I'm just wondering if these high temperatures are something I should be worried about, or if it's simply due to it being a workstation laptop that doesn't have great cooling.

The specs are Dell Precision 5540
Intel(R) Core(TM) i7-9750H CPU @ 2.60GHz up to 4.50 GHz
16 GB RAM
Quadro T1000
1 TB HDD


----------



## unclewebb (Jun 26, 2021)

cioden said:


> prochot will be coloured red


This information is stored within the CPU. When you first start ThrottleStop, if PROCHOT is red, then your CPU must have reached 100°C for at least a millisecond or two and probably longer. This can happen during boot up



cioden said:


> I've also had it repasted


How long ago? Who performed this procedure? Any idea what thermal paste they used? Some very popular thermal pastes that work wonderful on desktop CPUs can quickly degrade in as little as a week or two when used in a laptop. Desktop CPUs have an integrated heat spreader over top of the cores. Mobile CPUs do not use a heat spreader so a thermal paste that works well in one application might not work great when used in a laptop.

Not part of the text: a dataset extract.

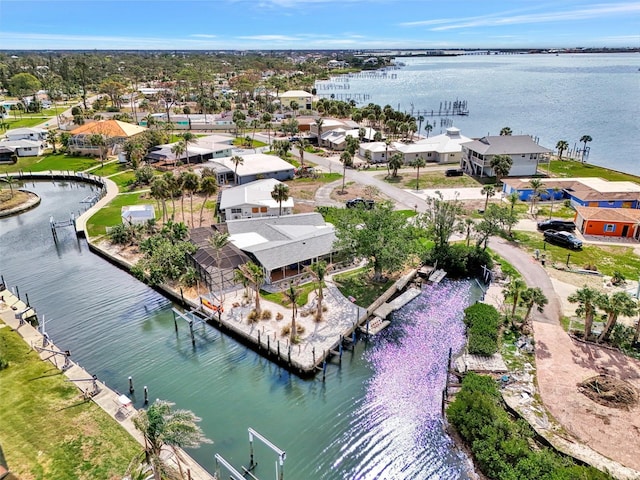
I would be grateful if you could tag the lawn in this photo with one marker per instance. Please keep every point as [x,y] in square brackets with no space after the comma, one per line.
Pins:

The best thing you can do is learn how to do this maintenance procedure yourself. It is usually not that hard to do. Search YouTube for a guide. It will show you step by step how to do this.  

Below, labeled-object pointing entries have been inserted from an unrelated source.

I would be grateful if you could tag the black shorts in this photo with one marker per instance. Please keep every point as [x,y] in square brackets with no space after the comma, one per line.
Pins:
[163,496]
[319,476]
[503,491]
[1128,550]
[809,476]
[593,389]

A properly designed business laptop should not be reaching 100°C during boot up. Your screenshot shows a peak of 9W of power and the CPU is already hitting 68°C.



cioden said:


> a workstation laptop that doesn't have great cooling.

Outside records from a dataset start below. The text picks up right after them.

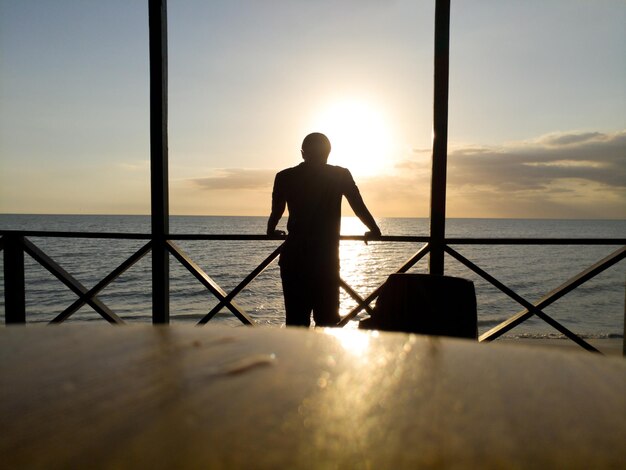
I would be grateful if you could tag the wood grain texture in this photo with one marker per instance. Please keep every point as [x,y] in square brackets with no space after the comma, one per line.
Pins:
[82,396]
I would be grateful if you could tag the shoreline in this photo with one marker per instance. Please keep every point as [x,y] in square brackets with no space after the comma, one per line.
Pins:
[607,346]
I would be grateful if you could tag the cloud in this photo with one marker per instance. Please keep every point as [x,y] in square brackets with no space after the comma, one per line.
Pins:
[560,175]
[557,175]
[536,165]
[236,179]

A workstation laptop costs significantly more. It should have great cooling.

Temperatures in the 90°C range are within the Intel spec. If your laptop is not frequently thermal throttling and slowing down then you do not have to do anything. Start watching videos so you will be ready when it gets worse.


----------



## cioden (Jul 8, 2021)

unclewebb said:


> This information is stored within the CPU. When you first start ThrottleStop, if PROCHOT is red, then your CPU must have reached 100°C for at least a millisecond or two and probably longer. This can happen during boot up
> 
> 
> How long ago? Who performed this procedure? Any idea what thermal paste they used? Some very popular thermal pastes that work wonderful on desktop CPUs can quickly degrade in as little as a week or two when used in a laptop. Desktop CPUs have an integrated heat spreader over top of the cores. Mobile CPUs do not use a heat spreader so a thermal paste that works well in one application might not work great when used in a laptop.
> ...


My apologies for the late response! So a dell technician came in and did the repaste as it's covered under warranty. I believe the compound was arctic silver. They mentioned if that doesn't help then the heat sink may need replaced. I rarely hear the fans really rev up unless doing something intensive.

That's good to know that some thermal pastes work better on desktops then laptops, I had no idea. I know the Precision 5540 uses the XPS body, and I have since heard they have issues with heat. I take it the laptop hitting 9W and hitting 68°C isn't great? Turbo boost seems like it's always on as the cpu speed is always bouncing around. Turning off turbo is the only thing I know that really drops the temperatures. Here's a screen shot of it after letting it run for a bit.


----------